If the US were to default on its debts, it would have a potentially catastrophic impact on the US economy, and the global economy at large. Counterintuitively, this likely brought safe haven flows to the ‘Greenback’ during Thursday’s session.

Pound (GBP) Underpinned by BoE Rate Hike Bets

The Pound (GBP) was underpinned on Thursday by elevated interest rate hike bets. Following on from Wednesday’s surprise core inflation print, markets have all but priced in an additional hike in June.

From here, markets appeared to have entertained further interest rate hikes, with pressure mounted on the Bank of England (BoE).

Chris Turner, Global Head of Markets and Regional Head of Research for UK & CEE at ING, commented: ‘We’ll definitely have to see some softer wage/price data over the coming weeks for the Bank of England to be diverted from what looks like another 25bp hike on June 22nd.’

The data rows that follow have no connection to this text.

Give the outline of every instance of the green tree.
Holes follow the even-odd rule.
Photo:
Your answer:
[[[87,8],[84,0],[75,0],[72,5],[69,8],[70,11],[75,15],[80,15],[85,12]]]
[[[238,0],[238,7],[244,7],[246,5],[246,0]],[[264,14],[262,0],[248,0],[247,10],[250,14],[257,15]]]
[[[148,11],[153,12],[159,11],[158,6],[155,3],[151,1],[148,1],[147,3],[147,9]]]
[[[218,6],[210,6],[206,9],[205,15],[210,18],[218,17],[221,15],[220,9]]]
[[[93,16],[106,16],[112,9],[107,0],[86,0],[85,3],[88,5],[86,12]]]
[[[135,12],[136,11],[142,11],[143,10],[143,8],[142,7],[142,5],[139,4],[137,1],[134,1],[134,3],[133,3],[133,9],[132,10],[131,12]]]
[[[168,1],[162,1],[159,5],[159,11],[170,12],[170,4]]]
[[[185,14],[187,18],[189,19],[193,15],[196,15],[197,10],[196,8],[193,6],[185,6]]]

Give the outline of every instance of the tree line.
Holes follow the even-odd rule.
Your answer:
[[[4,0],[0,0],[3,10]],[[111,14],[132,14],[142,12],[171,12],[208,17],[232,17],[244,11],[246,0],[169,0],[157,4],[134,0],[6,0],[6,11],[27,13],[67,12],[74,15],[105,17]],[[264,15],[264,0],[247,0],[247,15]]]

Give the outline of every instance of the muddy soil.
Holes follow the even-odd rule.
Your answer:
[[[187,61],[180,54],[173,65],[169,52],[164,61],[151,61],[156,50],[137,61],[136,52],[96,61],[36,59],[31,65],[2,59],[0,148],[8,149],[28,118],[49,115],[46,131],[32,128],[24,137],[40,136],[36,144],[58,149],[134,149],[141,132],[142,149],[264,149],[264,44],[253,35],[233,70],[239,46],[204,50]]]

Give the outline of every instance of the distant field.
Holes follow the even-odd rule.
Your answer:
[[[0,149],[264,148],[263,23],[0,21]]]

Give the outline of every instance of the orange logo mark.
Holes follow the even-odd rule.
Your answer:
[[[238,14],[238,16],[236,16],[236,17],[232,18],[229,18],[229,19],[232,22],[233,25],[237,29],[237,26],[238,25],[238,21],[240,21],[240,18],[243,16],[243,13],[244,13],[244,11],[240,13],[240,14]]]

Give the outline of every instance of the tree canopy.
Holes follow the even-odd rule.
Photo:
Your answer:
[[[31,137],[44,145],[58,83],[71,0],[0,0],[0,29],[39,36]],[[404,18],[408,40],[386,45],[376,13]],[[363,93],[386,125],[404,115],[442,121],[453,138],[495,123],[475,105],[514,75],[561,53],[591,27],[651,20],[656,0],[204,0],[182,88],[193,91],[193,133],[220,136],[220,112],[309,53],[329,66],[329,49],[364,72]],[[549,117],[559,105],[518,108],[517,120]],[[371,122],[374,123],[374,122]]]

However, Sterling may have been capped on Thursday by a lack of impactful macroeconomic data releases. This thin data calendar likely prompted investors to consider wider market dynamics.

With a sour market mood colouring the European session, the increasingly risk sensitive Pound may have been unable to gain much ground.

Pound US Dollar (GBP/USD) Exchange Rate Forecast: US Core PCE Data in Spotlight

Looking ahead for the US Dollar (USD), the core catalyst of movement is likely to be the latest core PCE price index data.

This data is the Federal Reserve’s preferred gauge of inflation, and is influential in shaping the course of further interest rate hikes. On the back of the recent mixed Federal Open Market Committee meeting minutes, this data is likely to be vital in shaping future hikes.

Currently, economists forecast that the index will hold at 4.6% in April. By showing little change, this could show that inflation is stickier than expected and risks becoming embedded, which would potentially force the Fed to hike rates further.

Elsewhere, any further developments in the US debt ceiling negotiations may impact the ‘Greenback’. The so called ‘X Day’ is fast approaching, and it may lead to increased anxieties across the markets. If true, the souring mood could bring safe haven flows to USD.

For the Pound (GBP), the latest retail sales data is due to print on Friday. An improvement of 0.3% is forecast by economists, which could bring cheer to GBP investors by indicating a recovery in the vital UK sector.